New Handheld 3D Skin Printer Shows Great Promise in Healing Burns

Research at the University of Toronto may be the future of deep burn care.


(Daria Perevezentsev / University of Toronto)

The medical uses of 3D printing is rapidly advancing. You can print corneas that could help visually impaired people see again, implant 3D printed bones, and scientists are working on printing organs for safer transplants.

Now, new research from the University of Toronto in Canada has developed a handheld unit that can print skin to quickly cover deep burns and help them heal.

For patients with deep wounds that involve all three layers of skin – the epidermis, dermis and hypodermis the damage can be very severe. Current treatments involve grafting a skin transplant unto the burned area. Undamaged skin from the patients is usually used for the grafts.

Of course, this method requires large areas of healthy skin to cover all three layers of the burn and if not available, part will be uncovered and may not thoroughly heal according to a press release from the university. While there are some skin substitutes available, they are not in wide use.  

The idea of using a 3D printer to manufacture tissue engineered skin is not new but, “Most current 3D bio -printers are bulky, work at low speeds, are expensive and are incompatible with clinical application,” said Professor Axel Guenther of the faculty of applied science & engineering at the University of Toronto.

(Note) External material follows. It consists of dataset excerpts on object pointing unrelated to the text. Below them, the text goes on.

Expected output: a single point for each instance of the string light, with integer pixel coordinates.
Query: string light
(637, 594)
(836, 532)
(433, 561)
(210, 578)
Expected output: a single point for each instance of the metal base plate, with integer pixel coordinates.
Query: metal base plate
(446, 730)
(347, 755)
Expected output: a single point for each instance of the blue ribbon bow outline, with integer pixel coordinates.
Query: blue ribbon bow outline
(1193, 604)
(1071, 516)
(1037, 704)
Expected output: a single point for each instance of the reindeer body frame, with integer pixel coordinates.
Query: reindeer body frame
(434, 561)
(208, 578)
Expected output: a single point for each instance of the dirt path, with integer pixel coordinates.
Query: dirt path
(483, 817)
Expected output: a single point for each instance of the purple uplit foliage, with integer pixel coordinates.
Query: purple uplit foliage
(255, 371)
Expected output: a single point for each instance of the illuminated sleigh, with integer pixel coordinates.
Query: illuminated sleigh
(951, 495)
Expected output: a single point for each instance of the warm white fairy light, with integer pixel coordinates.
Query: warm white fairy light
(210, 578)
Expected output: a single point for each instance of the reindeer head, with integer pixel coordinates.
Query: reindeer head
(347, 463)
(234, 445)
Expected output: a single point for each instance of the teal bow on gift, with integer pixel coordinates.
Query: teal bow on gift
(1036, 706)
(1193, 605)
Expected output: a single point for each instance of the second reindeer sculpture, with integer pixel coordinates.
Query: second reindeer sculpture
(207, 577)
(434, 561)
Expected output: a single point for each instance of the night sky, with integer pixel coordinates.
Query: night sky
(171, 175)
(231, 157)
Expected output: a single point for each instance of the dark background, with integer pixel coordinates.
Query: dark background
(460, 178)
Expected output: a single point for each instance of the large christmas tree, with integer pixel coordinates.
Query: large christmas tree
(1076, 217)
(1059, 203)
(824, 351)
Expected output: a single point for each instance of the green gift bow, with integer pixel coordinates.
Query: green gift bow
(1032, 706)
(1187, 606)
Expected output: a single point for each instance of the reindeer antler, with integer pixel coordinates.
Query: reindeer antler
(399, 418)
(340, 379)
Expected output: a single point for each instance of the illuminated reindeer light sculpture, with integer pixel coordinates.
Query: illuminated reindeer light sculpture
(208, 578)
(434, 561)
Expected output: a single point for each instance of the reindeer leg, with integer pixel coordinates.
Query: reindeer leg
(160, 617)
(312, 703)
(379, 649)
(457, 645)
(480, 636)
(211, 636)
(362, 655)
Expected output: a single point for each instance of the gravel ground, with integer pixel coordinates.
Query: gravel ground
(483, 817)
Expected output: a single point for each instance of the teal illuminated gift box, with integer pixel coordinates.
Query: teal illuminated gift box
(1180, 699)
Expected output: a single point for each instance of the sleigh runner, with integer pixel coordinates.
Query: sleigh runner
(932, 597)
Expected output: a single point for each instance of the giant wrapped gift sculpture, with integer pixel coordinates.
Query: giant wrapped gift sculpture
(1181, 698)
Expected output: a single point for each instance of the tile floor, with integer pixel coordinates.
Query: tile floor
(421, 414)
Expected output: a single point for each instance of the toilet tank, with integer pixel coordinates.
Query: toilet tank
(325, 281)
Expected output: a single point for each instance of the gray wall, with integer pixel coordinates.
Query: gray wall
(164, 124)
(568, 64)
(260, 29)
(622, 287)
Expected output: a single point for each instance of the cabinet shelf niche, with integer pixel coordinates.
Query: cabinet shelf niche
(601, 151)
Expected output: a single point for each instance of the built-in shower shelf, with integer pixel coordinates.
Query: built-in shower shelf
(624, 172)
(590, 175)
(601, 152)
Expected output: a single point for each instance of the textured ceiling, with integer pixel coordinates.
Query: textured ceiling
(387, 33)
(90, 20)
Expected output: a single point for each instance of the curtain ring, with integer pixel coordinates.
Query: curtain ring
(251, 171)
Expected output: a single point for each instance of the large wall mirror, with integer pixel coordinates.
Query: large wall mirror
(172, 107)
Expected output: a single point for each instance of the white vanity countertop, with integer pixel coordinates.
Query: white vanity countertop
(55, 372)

Guenthe and Dr. Marc Jeschke, director of the Ross Tilley Burn Centre at Sunnybrook Hospital and professor of immunology at the faculty of medicine are supervising the study led by PhD student David Hakimi and recently published in the journal Lab on a Chip.

The research has been ongoing for more than a decade. According to New Atlas, the team actually unveiled a handheld prototype in 2018 and the device has undergone 10 redesigns since then.

The new 3D printer that came out of the research can deposit even layers of skin tissue to cover and help heal deep wounds in a very short amount of time.

The printer looks a lot like a white-out tape dispenser that uses a microdevice that forms sheets of tissues. The device uses a “bio ink” made up of protein-based biomaterials according to the university and even includes collagen that is naturally found in human skin and is used in wound healing.

“Our skin printer promises to tailor tissues to specific patients and wound characteristics,” says Hakimi. “And it’s very portable.”

The new device was used in trials that proved it was capable of accelerating the regeneration of healthy skin in pigs who had burns on all three skin layers, according to New Atlas.

“Previously, we proved that we could deposit cells onto a burn, but there wasn’t any proof that there were any wound-healing benefits – now we’ve demonstrated that,” Guenther told New Atlas.

Now the team is still busy working to improve the technology to help reduce the amount of scarring and they believe that they will be able to begin using the 3D device in clinical trials with humans within five years.

“Once it’s used in an operating room, I think this printer will be a game changer in saving lives,” said Jeschke. “With a device like this, it could change the entirety of how we practice burn and trauma care.”